问题
This question is meant to serve as a list of databases and their configurations that the major web sites use and would be a great reference for anyone thinking of scaling their web site to the size of Twitter, Facebook or even Google.
Please keep your answers to a minimum and be sure to cite any sources used.
EDIT:
Also, please bold both the web-site name and the database for easier scanning.
回答1:
Facebook.com
- MySQL with MyRocks. Used to store user info and social activities such as likes, comments, and shares.
- Hive (Data warehouse for Hadoop, supports tables and a variant of SQL called hiveQL). Used for "simple summarization jobs, business intelligence and machine learning and many other applications"
- Cassandra (Multi-dimensional, distributed key-value store). Currently used for Facebook's private messaging.
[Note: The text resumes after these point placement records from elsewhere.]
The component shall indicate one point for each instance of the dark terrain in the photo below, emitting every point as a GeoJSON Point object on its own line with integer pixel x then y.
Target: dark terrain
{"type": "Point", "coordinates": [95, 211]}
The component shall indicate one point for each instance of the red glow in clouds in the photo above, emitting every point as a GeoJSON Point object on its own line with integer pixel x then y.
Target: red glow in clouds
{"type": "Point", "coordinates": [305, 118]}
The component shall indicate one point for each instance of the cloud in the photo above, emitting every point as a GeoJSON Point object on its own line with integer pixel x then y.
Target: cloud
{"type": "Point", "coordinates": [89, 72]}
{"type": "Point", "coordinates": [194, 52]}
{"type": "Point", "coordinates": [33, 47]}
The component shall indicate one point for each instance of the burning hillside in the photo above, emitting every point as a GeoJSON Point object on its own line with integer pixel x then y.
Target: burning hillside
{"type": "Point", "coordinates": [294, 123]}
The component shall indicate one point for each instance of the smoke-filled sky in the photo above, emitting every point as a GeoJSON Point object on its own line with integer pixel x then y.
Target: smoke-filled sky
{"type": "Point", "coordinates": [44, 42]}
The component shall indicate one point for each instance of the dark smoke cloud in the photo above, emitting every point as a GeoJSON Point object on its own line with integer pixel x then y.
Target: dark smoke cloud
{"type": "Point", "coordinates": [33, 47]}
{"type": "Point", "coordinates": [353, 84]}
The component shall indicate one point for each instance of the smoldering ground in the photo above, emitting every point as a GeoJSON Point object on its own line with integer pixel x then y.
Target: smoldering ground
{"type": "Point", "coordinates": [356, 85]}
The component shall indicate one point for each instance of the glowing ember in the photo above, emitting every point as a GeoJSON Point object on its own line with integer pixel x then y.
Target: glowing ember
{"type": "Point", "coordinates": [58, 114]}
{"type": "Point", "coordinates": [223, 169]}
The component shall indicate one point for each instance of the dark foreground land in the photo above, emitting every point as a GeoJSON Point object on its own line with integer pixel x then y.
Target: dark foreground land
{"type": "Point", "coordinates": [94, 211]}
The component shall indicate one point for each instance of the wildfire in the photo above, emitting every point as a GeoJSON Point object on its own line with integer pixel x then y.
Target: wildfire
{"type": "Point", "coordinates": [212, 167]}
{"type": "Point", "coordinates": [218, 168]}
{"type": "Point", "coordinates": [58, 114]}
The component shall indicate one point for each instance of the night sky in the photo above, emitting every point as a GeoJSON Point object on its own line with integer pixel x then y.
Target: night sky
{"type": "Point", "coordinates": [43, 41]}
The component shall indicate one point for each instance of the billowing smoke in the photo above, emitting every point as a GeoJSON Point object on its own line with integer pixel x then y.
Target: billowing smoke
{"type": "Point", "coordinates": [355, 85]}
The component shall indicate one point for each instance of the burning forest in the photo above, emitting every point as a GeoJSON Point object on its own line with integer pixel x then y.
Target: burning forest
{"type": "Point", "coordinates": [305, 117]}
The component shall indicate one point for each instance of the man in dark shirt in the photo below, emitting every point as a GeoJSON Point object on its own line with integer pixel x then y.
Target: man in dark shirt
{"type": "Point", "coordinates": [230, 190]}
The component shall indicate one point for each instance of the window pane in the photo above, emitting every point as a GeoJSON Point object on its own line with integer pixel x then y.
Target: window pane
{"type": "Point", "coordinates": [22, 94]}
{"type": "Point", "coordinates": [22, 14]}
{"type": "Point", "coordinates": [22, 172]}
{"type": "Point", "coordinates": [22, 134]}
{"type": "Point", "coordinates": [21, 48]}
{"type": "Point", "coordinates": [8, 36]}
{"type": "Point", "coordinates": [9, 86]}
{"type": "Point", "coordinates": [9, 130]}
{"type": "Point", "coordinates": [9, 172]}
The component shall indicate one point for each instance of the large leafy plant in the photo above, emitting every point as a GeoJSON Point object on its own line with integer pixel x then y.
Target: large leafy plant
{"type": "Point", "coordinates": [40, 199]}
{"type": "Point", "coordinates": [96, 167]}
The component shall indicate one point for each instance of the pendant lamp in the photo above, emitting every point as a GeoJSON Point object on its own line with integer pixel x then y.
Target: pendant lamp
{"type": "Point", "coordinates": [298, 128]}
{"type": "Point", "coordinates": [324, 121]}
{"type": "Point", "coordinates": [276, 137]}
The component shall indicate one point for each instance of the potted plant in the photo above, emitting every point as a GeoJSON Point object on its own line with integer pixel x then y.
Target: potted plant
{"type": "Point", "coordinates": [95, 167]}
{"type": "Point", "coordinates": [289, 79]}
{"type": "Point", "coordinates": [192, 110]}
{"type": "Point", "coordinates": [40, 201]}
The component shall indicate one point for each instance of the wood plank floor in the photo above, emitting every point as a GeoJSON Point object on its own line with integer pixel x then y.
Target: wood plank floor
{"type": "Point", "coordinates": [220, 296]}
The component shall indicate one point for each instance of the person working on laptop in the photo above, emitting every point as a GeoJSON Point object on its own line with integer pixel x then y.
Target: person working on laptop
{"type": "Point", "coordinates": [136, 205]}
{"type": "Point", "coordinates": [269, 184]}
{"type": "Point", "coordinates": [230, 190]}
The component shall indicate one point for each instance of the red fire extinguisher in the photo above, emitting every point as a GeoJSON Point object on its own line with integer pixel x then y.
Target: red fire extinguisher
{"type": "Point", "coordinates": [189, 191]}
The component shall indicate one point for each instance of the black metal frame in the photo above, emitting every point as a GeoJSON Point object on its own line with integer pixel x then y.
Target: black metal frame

Currently running 610 (soon to be 1000) Hadoop nodes in a single cluster with Hive datastore. Both Hive and Cassandra have been open-sourced by Facebook.
Facebook stats:
- More than 200 million active users
- More than 100 million users log on to Facebook at least once each day
- More than 30 million users update their statuses at least once each day
- Average user has 120 friends on the site
Sources:
- http://www.dbms2.com/2009/05/11/facebook-hadoop-and-hive/
- http://www.facebook.com/note.php?note_id=89508453919
- http://www.facebook.com/press/info.php?statistics
- http://hadoop.apache.org/hive/
- http://wiki.apache.org/hadoop/Hive/Design
- http://www.facebook.com/note.php?note_id=24413138919
- https://code.facebook.com/posts/190251048047090/myrocks-a-space-and-write-optimized-mysql-database
回答2:
Stack Overflow - SQL Server.
Jeff Atwood wrote a nice blog post on this
https://blog.stackoverflow.com/2008/09/what-was-stack-overflow-built-with/
回答3:
LinkedIn.com
- Oracle (Relational Database)
- MySQL (Relational Database)
Databases replicated on multiple servers for high availability. Each specific Service uses its own domain-specific DB.
LinkedIn stats:
- 22 million members
- 4+ million unique visitors/month
- 40 million page views/day
- 2 million searches/day
Sources:
- http://hurvitz.org/blog/2008/06/linkedin-architecture/
回答4:
Flickr uses MySQL.
YouTube uses MySQL but they are moving to Google's BigTable.
Myspace uses SQL Server.
Wikipedia uses MySQL.
回答5:
Microsoft.com
- SQL Server (no surprise there)
Microsoft.com stats:
- 250 million unique visits/month.
- 70 million page views/day.
- 15,000 connections/second.
- Maintains an average of 35,000 concurrent connections to a total of 80 Web servers.
Sources:
- http://technet.microsoft.com/en-us/mscomops/default.aspx
回答6:
Yahoo.com
- PostgreSQL (modified) - A client can connect to any of the nodes in the cluster (or a policy restricted subset). A query flows from the client to the server it chose to connect with. The SQL compiler on that node compiles and optimizes the query on that single node (no parallelism).
Yahoo.com stats:
- 24 billion events a day
- 2-petabyte, claims largest database (Mar 2008)
Source:
- http://perspectives.mvdirona.com/2008/05/23/PetascaleSQLDBAtYahoo.aspx
- http://www.computerworld.com/s/article/9087918/Size_matters_Yahoo_claims_2_petabyte_database_is_world_s_biggest_busiest
回答7:
Twitter.com
- MySQL (Relational Database).
- Cassandra (Multi-dimensional, distributed key-value store). Twitter is just "beginning to use Cassandra at Twitter" (see second source).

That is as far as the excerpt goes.